Academic Editor: Bilal Alatas

Copyright © 2013 Xiaowei Zhao et al. This is an open access article distributed under the Creative Commons Attribution License, which permits unrestricted use, distribution, and reproduction in any medium, provided the original work is properly cited.

Abstract

Pupylation is one of the most important posttranslational modifications of proteins; accurate identification of pupylation sites will facilitate the understanding of the molecular mechanism of pupylation.
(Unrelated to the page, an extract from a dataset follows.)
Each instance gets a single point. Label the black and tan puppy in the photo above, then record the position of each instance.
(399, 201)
Besides the conventional experimental approaches, computational prediction of pupylation sites is much desirable for their convenience and fast speed. In this study, we developed a novel predictor to predict the pupylation sites. First, the maximum relevance minimum redundancy (mRMR) and incremental feature selection methods were made on five kinds of features to select the optimal feature set. Then the prediction model was built based on the optimal feature set with the assistant of the support vector machine algorithm. As a result, the overall jackknife success rate by the new predictor on a newly constructed benchmark dataset was 0.764, and the Mathews correlation coefficient was 0.522, indicating a good prediction. Feature analysis showed that all features types contributed to the prediction of protein pupylation sites. Further site-specific features analysis revealed that the features of sites surrounding the central lysine contributed more to the determination of pupylation sites than the other sites.